In short, it may be possible to re-identify participants from medical records in the database, but those who attempt to do so will be subject to unspecified “penalties.”
Ultimately, the report thus punts on the hardest details for now with a recommendation that the program “engage data privacy experts to create an effective combination of technology and policy to minimize risks to re-identification of de-identified data.” On yesterday’s call, as in prior meetings, I have certainly been favorably impressed with the thoughtfulness and thoroughness with which White House and NIH staff have approached the policy issues raised by this project, including the privacy implications as well as a number of other knotty issues it raises. That said, strictly from a privacy point of view, there remain some significant questions for those contemplating volunteering for this program. It does not look as though this will be an airtight, privacy-protective system where subjects’ data will be technologically guaranteed private. And of course as with any large data store in today’s world the cybersecurity questions are considerable. A fair amount of trust will have to be placed by participants in those who run this program.

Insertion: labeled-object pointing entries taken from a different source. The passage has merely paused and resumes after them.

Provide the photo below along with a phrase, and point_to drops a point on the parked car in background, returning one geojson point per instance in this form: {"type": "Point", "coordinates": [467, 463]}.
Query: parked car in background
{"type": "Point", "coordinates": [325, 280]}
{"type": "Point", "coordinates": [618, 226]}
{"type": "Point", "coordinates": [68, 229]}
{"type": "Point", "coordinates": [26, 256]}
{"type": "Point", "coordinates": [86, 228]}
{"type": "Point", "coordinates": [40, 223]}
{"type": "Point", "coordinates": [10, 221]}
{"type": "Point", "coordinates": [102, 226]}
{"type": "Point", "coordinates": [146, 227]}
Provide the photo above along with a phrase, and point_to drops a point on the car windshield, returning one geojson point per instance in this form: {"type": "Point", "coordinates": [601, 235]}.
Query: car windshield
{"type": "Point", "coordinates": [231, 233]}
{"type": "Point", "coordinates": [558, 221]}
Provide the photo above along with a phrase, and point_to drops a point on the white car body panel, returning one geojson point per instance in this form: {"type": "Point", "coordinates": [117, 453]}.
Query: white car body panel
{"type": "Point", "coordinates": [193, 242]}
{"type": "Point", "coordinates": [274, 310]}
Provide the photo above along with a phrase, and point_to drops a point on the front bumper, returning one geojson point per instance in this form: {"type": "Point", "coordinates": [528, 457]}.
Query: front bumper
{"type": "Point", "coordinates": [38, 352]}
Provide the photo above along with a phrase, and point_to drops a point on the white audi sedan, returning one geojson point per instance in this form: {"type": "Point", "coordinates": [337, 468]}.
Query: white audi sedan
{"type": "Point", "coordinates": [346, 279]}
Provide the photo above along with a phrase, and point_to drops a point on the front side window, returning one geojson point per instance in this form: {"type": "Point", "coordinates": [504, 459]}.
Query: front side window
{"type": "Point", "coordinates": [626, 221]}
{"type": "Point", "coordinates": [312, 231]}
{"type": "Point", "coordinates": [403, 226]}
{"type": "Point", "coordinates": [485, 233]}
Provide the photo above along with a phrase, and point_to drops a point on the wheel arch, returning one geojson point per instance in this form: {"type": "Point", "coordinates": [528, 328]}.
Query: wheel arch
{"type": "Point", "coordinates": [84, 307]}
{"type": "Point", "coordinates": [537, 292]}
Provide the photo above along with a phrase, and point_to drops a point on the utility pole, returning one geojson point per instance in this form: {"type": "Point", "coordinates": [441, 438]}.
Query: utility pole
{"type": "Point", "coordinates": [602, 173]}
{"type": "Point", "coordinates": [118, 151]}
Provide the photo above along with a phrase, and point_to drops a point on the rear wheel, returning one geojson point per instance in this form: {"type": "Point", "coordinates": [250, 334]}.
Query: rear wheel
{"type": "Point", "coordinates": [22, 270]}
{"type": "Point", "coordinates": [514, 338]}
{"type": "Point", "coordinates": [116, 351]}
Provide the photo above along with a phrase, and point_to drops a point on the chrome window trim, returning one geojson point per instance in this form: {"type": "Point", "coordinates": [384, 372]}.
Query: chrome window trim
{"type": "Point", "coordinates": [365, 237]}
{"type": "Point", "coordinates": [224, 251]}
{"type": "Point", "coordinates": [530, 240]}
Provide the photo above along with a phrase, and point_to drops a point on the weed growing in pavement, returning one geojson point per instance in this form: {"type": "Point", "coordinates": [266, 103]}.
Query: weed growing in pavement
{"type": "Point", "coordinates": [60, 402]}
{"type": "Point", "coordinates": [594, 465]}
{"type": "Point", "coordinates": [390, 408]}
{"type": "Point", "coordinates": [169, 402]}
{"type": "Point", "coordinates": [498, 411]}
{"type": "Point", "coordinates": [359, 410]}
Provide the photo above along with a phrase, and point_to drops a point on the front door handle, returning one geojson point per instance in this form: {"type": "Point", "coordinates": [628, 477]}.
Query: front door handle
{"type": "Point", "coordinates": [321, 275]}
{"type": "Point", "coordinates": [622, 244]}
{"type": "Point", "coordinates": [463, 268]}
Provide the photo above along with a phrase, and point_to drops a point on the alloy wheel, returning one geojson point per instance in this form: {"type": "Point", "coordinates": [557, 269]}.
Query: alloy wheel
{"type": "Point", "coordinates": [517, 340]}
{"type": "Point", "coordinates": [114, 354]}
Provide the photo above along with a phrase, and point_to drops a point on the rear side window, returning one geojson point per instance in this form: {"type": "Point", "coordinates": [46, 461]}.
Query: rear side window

Of course, many people will be inspired to volunteer for this program out of a desire to help researchers fight diseases—diseases that have already affected them or people they love, or out of an abstract desire to contribute to humanity. Those are motivations we can all honor. Scientists say there’s real potential for this kind of database to revolutionize many areas of medicine. The exploitation of medical data for good is not like using big data to try to spot terrorists, a misguided effort where the privacy downsides are vastly eclipsed by the (unlikely) benefits. In a chart included in the report yesterday, the authors estimate that with a population of a million people, there will be 6,400 cases of Parkinson’s within 5 years, for example, 18,000 cases of Lupus, 32,600 cases of breast cancer, and similar numbers for many other conditions. That will allow a lot of exploration of genetic and environmental causes of disease. Such possibilities are something that we privacy advocates do not fail to take into consideration when judging uses of data.
And not everyone feels they need airtight privacy, even for their medical records and the sensitive information they so often contain. Some people are already making their genomes public.
But it’s also important for people to have a clear understanding of what the privacy risks might be, both so that those risks can be ameliorated where possible, and also so that individuals can make a fully informed decision about whether they want to participate. We want volunteers to go in with their eyes wide open. The proposal outlined yesterday, and the project overall as it unfolds, will have to be studied and analyzed closely by privacy advocates.